Elle s’adressa au garçon : « As-tu entendu ça ? Le monsieur porte le même nom que toi. » Puis se tournant à nouveau vers moi : « Pensez-vous que c’est un beau nom ? L’aimez-vous ?

— Je crains bien de n’y avoir jamais pensé, mais je suppose qu’il me plaît, oui. Je trouve qu’il me va bien. » J’avais fini de me raser, et je m’installai sur une chaise pour nettoyer la lame de Terminus Est.

« Je suis née à Thrax, reprit la femme. Connaissez-vous cette ville ?

— J’en arrive justement. » Inutile de le lui cacher : si les dimarques venaient l’interroger après mon départ, la description de ma tenue suffirait à les renseigner, de toute façon.

« Vous n’auriez pas rencontré une femme du nom de Héraïs ? C’est ma mère. »

Je secouai négativement la tête.

« Bien sûr, c’est une grande ville, j’imagine. Vous n’y êtes pas resté très longtemps.

— Non, en effet, pas très longtemps. Et vous, dans ces montagnes, n’avez-vous jamais entendu parler des pèlerines ? C’est un ordre religieux féminin ; elles sont habillées en rouge.

— Je ne crois vraiment pas ; nous sommes très à l’écart de tout, vous savez.

— J’essaye de les retrouver, et si je ne peux pas, je m’engagerai dans les armées de l’Autarque, pour faire la guerre aux Asciens.

— Mon mari pourrait vous donner de meilleures indications que moi. Ce n’était cependant pas la peine de grimper aussi haut ; Bécan – c’est mon mari – dit que les patrouilles ne font jamais d’ennuis aux soldats qui se dirigent vers le nord, même lorsqu’ils empruntent les anciennes routes interdites. »

Tandis qu’elle parlait des soldats qui se déplaçaient vers le nord, quelqu’un d’autre, beaucoup plus près, était aussi en train de se déplacer.
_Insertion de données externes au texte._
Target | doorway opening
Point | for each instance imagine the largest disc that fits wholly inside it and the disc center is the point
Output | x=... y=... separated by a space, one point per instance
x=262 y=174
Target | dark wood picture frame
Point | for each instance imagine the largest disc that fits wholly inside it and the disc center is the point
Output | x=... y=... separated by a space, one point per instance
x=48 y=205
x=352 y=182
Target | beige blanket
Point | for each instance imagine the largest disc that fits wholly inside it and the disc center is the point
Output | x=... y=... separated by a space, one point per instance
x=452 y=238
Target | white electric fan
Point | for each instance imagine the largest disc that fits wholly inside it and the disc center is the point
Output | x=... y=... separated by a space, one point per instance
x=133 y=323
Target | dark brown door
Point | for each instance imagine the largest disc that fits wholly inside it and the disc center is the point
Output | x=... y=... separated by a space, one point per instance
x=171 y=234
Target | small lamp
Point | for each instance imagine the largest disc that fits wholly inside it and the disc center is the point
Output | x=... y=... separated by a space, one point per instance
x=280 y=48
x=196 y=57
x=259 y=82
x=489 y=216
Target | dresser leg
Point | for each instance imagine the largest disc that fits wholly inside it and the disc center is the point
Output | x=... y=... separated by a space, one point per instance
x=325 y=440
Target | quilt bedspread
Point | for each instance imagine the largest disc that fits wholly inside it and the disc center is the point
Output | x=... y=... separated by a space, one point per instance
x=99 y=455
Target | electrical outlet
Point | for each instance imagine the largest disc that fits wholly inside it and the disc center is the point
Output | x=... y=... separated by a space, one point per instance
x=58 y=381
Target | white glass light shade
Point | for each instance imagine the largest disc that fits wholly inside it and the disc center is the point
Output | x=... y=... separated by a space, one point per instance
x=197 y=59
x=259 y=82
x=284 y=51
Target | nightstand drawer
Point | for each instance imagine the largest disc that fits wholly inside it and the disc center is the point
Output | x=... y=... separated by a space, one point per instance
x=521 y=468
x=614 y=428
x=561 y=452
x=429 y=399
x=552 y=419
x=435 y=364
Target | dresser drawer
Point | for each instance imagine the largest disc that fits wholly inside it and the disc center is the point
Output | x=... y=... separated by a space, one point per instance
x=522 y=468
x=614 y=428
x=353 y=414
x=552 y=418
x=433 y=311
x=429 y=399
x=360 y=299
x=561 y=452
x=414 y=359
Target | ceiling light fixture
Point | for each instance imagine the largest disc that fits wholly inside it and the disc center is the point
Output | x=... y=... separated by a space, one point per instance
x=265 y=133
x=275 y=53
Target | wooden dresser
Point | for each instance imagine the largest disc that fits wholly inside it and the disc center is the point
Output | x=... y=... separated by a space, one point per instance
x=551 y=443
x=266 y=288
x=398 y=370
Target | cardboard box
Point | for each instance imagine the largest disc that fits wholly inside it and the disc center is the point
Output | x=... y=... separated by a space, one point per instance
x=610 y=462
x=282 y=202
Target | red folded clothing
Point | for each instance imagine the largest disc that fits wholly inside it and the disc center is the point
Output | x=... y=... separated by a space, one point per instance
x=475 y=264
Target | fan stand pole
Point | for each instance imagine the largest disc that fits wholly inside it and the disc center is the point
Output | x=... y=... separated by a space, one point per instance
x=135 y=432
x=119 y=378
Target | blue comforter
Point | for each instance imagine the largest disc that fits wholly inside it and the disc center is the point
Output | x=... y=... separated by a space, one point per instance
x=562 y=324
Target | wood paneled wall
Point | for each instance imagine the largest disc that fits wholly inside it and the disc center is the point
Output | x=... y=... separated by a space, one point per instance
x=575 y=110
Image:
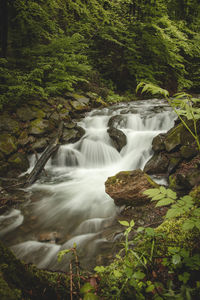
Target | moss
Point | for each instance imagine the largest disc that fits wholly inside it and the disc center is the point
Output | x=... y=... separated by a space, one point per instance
x=153 y=183
x=195 y=194
x=29 y=281
x=7 y=293
x=7 y=144
x=176 y=235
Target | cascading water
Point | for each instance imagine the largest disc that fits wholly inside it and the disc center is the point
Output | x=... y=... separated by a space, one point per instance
x=70 y=204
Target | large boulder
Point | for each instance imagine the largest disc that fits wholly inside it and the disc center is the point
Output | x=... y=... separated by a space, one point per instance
x=19 y=162
x=158 y=164
x=25 y=113
x=118 y=138
x=126 y=188
x=40 y=127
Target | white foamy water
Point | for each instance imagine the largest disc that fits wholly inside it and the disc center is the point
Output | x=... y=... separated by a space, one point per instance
x=71 y=201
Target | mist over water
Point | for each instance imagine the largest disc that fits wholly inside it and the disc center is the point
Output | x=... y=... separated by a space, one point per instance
x=70 y=204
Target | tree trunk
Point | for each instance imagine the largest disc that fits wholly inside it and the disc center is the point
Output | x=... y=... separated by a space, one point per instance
x=49 y=151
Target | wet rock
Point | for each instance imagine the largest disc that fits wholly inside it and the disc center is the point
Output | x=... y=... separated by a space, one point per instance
x=23 y=138
x=174 y=160
x=72 y=135
x=40 y=144
x=158 y=143
x=40 y=127
x=25 y=113
x=118 y=138
x=10 y=125
x=70 y=125
x=114 y=121
x=78 y=106
x=126 y=188
x=7 y=144
x=19 y=161
x=51 y=237
x=158 y=164
x=178 y=136
x=188 y=151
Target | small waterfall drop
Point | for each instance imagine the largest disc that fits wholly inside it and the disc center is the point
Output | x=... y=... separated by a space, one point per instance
x=70 y=205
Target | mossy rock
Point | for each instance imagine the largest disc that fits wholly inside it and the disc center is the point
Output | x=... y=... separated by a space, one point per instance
x=7 y=144
x=176 y=235
x=39 y=113
x=127 y=187
x=178 y=136
x=158 y=164
x=40 y=144
x=78 y=106
x=19 y=161
x=40 y=127
x=27 y=282
x=188 y=152
x=25 y=113
x=9 y=125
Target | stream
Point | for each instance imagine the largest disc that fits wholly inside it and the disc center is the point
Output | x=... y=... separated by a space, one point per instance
x=69 y=205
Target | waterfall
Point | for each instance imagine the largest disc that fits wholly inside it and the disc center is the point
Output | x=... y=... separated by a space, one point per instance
x=70 y=205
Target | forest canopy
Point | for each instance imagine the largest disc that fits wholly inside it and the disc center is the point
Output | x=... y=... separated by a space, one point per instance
x=55 y=46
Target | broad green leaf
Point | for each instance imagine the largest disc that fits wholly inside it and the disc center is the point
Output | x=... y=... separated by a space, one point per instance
x=196 y=212
x=188 y=225
x=157 y=197
x=149 y=231
x=171 y=194
x=139 y=275
x=152 y=192
x=87 y=287
x=184 y=277
x=172 y=213
x=163 y=190
x=150 y=288
x=117 y=273
x=124 y=223
x=176 y=259
x=99 y=269
x=164 y=202
x=140 y=229
x=90 y=296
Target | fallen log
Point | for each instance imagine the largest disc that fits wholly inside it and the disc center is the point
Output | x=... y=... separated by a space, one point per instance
x=48 y=152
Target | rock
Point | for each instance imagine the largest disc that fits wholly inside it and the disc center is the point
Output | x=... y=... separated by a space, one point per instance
x=4 y=167
x=40 y=127
x=126 y=188
x=40 y=144
x=78 y=106
x=19 y=161
x=174 y=160
x=118 y=138
x=188 y=151
x=178 y=136
x=158 y=164
x=23 y=138
x=70 y=125
x=7 y=144
x=25 y=113
x=114 y=121
x=158 y=143
x=51 y=237
x=10 y=125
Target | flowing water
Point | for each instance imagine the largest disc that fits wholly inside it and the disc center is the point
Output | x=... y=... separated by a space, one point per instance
x=70 y=205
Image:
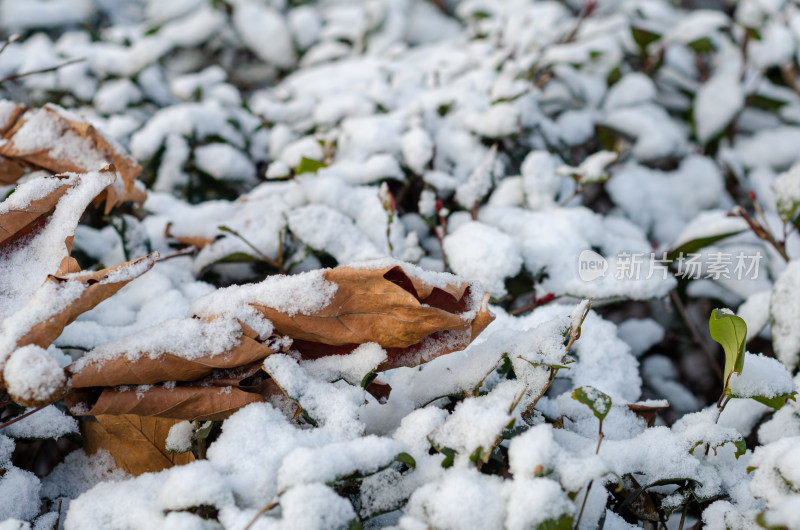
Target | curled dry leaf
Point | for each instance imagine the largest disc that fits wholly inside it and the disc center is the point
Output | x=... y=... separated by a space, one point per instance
x=148 y=369
x=96 y=287
x=413 y=320
x=193 y=241
x=19 y=220
x=54 y=139
x=137 y=443
x=68 y=296
x=214 y=397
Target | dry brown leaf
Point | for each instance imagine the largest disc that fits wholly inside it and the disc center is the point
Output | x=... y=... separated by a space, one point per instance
x=99 y=285
x=648 y=413
x=138 y=444
x=147 y=370
x=20 y=221
x=180 y=402
x=414 y=321
x=10 y=171
x=65 y=127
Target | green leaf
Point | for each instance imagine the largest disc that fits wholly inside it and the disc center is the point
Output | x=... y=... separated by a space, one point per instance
x=643 y=37
x=694 y=245
x=562 y=523
x=776 y=402
x=551 y=366
x=597 y=401
x=407 y=459
x=664 y=482
x=730 y=331
x=702 y=45
x=741 y=448
x=739 y=443
x=309 y=166
x=449 y=457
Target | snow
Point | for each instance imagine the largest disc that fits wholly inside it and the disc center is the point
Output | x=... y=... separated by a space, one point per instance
x=179 y=439
x=479 y=251
x=786 y=187
x=32 y=375
x=352 y=367
x=188 y=338
x=478 y=422
x=485 y=121
x=761 y=377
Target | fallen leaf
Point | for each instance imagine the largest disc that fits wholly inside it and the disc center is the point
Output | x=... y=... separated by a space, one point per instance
x=414 y=321
x=16 y=221
x=138 y=444
x=97 y=286
x=12 y=117
x=10 y=171
x=648 y=413
x=58 y=141
x=147 y=369
x=70 y=145
x=213 y=398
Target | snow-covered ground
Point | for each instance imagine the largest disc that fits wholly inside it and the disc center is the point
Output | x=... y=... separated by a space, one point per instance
x=546 y=152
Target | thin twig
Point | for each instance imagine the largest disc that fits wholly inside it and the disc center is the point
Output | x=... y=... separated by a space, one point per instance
x=277 y=264
x=22 y=417
x=14 y=77
x=761 y=231
x=591 y=482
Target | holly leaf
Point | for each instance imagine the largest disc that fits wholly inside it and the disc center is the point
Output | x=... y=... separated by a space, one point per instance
x=307 y=165
x=730 y=331
x=597 y=401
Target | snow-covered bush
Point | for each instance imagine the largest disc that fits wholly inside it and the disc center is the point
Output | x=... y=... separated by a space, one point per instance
x=407 y=263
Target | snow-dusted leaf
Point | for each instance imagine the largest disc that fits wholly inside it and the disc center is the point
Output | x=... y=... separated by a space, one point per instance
x=717 y=102
x=137 y=444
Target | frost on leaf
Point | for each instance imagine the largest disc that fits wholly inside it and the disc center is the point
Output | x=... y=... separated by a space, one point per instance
x=138 y=444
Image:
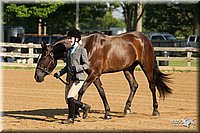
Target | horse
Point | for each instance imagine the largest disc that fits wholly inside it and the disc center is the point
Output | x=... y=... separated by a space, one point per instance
x=109 y=54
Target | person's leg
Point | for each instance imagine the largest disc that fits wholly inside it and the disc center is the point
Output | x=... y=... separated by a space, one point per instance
x=71 y=108
x=72 y=93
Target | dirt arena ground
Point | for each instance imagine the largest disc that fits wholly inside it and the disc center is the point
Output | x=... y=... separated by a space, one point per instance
x=31 y=106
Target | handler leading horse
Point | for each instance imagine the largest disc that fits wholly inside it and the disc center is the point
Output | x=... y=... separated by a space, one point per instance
x=109 y=54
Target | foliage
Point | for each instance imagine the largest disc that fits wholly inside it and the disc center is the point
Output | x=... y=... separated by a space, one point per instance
x=176 y=19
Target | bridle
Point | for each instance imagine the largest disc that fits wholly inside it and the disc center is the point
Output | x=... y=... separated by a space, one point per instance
x=46 y=70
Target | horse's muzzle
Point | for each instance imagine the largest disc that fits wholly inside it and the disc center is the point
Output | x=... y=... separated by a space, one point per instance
x=39 y=79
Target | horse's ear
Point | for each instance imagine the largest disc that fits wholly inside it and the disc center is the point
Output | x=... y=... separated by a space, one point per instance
x=44 y=45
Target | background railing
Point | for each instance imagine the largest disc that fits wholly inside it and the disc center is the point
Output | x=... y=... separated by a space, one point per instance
x=14 y=50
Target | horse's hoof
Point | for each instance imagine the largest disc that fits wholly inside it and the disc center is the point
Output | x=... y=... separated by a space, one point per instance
x=156 y=113
x=127 y=111
x=107 y=117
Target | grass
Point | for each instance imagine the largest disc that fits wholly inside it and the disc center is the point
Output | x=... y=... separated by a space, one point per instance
x=194 y=63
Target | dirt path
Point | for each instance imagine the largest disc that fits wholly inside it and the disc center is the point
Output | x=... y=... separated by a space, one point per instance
x=28 y=105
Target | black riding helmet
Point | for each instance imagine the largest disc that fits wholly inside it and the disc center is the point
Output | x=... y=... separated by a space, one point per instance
x=74 y=33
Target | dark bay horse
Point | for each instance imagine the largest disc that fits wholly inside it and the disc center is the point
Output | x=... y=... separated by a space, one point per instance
x=108 y=54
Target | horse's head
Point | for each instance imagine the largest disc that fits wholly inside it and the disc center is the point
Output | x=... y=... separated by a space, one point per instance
x=46 y=62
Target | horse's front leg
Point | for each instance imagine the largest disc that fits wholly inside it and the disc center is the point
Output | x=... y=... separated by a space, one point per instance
x=100 y=89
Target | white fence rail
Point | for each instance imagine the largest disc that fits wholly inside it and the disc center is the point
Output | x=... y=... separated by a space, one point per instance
x=31 y=55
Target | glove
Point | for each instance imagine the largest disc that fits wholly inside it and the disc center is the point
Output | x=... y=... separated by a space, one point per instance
x=56 y=75
x=73 y=69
C’était un mouvement tellement retenu qu’il était presque inaudible, entre les craquements du feu et la lourde respiration du vieillard, mais on ne pouvait cependant s’y tromper. Des pieds nus, incapables de supporter plus longtemps l’immobilité qu’exige le silence, venaient de bouger presque imperceptiblement, et les planches, sous le poids distribué différemment, avaient légèrement grincé.